Learning to say 'I don't know yet' to a number I couldn't defend
Software
An enterprise architect's take on why refusing to give a premature number is crucial for engineering integrity and the foundation of building modern data and AI systems.
The question landed like a stone. A senior leader cut through the presentation, pointed at me, and said, "Just give me the number. How many daily active users are on the new platform?"
I could feel the pressure to be helpful, to run a query in under a minute and produce a large, impressive-looking integer. It would satisfy the room and move the meeting along. It would also be a lie of omission, built on a mountain of unstated caveats. In that moment, the choice wasn't between knowing and not knowing; it was between being cooperative and being honest.
The Illusion of the On-the-Spot-Number
In many cultures, especially in fast-moving startups, there's immense pressure for a "good enough" number to maintain velocity. An estimate feels harmless, a way to establish a baseline and avoid slowing down. But these numbers are never harmless. A figure given in a meeting, no matter how many caveats I whisper, gets stripped of its context. It lands in a slide deck, becomes gospel, and morphs into the immutable fact upon which next quarter's goals are built.
I could have run a quick SELECT COUNT(DISTINCT user_id) FROM event_stream and called it a day. But that simple count ignores crucial details. It doesn't filter bot traffic by inspecting user_agent strings, exclude internal test accounts, or correctly de-duplicate sessions that move from anonymous to authenticated states. The plausible number is a dangerous fiction. The real engineering work isn't running the query; it's building the system that can answer the question repeatably and truthfully.
A Defensible Metric Is a Product
A reliable metric isn't found; it's manufactured. It is the end product of a data pipeline, a piece of software in its own right. Getting a number you can stand behind means treating it with the same rigor we apply to production services. This idea has been formalized in modern data thinking, most notably in Zhamak Dehghani's "Data as a Product" principle from her work on Data Mesh, which you can read about in a foundational post on Martin Fowler's blog.
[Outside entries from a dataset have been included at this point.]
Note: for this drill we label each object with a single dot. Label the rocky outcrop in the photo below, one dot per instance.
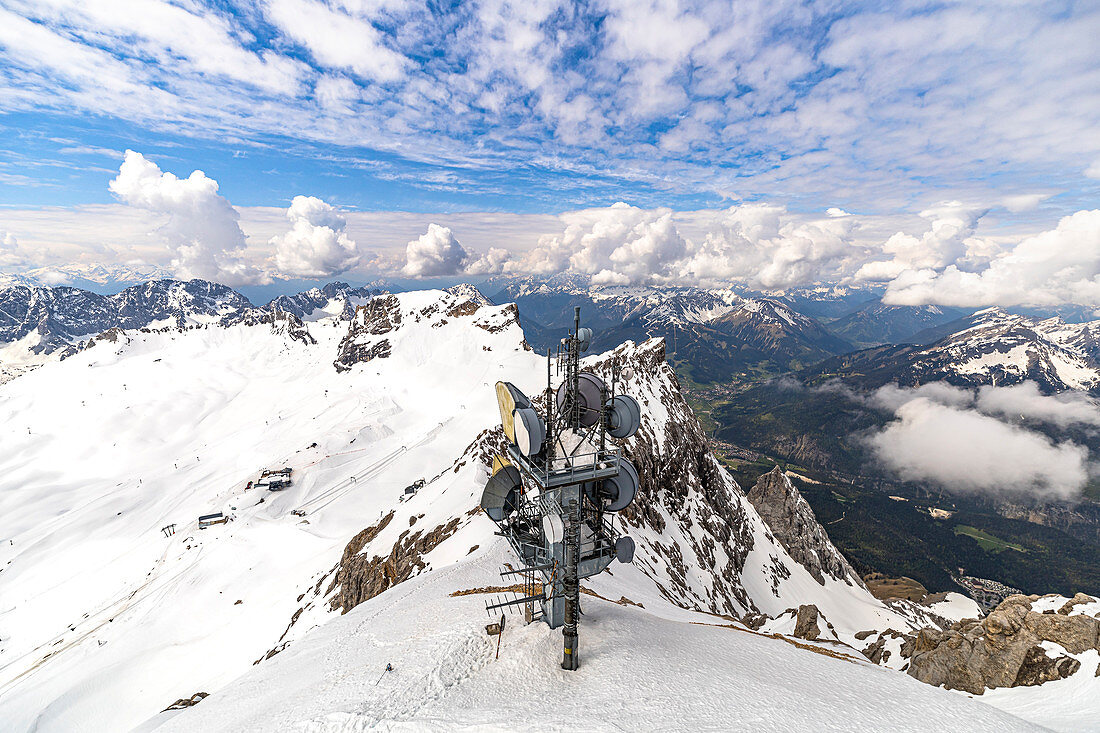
(680, 479)
(807, 623)
(361, 576)
(792, 522)
(1004, 648)
(281, 321)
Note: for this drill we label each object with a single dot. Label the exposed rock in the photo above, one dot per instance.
(755, 620)
(279, 320)
(883, 588)
(360, 576)
(1038, 668)
(382, 315)
(680, 478)
(1002, 649)
(806, 623)
(1078, 599)
(794, 525)
(187, 702)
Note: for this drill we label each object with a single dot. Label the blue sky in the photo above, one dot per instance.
(883, 110)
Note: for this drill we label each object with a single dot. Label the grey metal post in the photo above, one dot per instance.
(571, 583)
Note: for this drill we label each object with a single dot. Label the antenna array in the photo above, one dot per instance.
(554, 488)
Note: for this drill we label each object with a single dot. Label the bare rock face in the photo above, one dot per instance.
(361, 345)
(1002, 649)
(681, 479)
(794, 525)
(281, 321)
(361, 576)
(807, 623)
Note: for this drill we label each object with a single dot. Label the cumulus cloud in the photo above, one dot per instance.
(959, 439)
(10, 254)
(1026, 401)
(755, 243)
(437, 252)
(965, 450)
(618, 244)
(761, 245)
(1056, 266)
(200, 226)
(944, 243)
(317, 244)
When you treat a metric as a product, it has an owner, a version, and a clear, explicit "Data Contract" that defines its schema, semantics, and quality guarantees. It stops being a vague concept like "active user" and becomes a concrete asset produced by a deterministic, observable system. This system is responsible for cleaning, filtering, sessionizing, and applying the specific business logic that constitutes the definition. Without this, you don't have a metric; you have a series of one-off, contradictory snapshots.
The Hard 'No' That Builds Trust
Back in that meeting, I took a breath. "I can't give you a number I can defend right now," I said. "But I can tell you exactly what it will take to get one."
The air in the room changed, but I didn't leave a vacuum. "A raw query will give us a big, misleading number. To get a real daily active user count, we need to build a small, automated pipeline to clean and aggregate the data. It will take a few days. When it's done, we'll have an auditable, repeatable number we can all trust."
This reframes the conversation from a personal failing ("Juan doesn't know") to an engineering requirement ("We need the right tool"). Over time, this builds a different kind of reputation. Stakeholders learn that when your team provides a number, it's real. They start asking better questions—not just "what's the number?" but "what's the definition behind it?" You slowly create a culture of intellectual honesty.
The Bedrock for Agentic Systems
This discipline is more critical now than ever. The industry is moving from deterministic automation to agentic work, where LLM-powered systems take on complex, multi-step tasks. The new, harder questions aren't about user counts; they're about agent performance. "What's the success rate of our new customer support agent?" or "What's the cost-per-resolved-task?"
If our data culture can't even produce a defensible count of daily active users, we have zero chance of reliably measuring the fuzzy, non-deterministic outputs of an AI agent. The same rigor applies, but the stakes are higher. Defining "task success" requires an even more robust deterministic pipeline to interpret agent logs, user feedback, and downstream impacts. The boring, meticulous work of building defensible metrics is the absolute bedrock for the exciting future of agentic AI. You cannot build the second floor of a house on a foundation of sand.
My takeaways from years of navigating these conversations are simple engineering principles:
- Turn Asks into Requirements. A request for a number is a feature request for a metric. Document it, define it, and build it properly.
- Treat Metrics as Code. The logic that generates a number must live in version control, be tested, and have a clear owner.
- Build the Faucet, Not the Bucket. Instead of one-off queries to fetch a bucket of data, build the automated pipeline—the faucet—that delivers it reliably.
Learning to say "I don't know yet" was the moment I shifted from seeing my job as providing answers to seeing it as building systems that produce truth. The former is easy and fleeting; the latter is hard, but it's the only thing that lasts.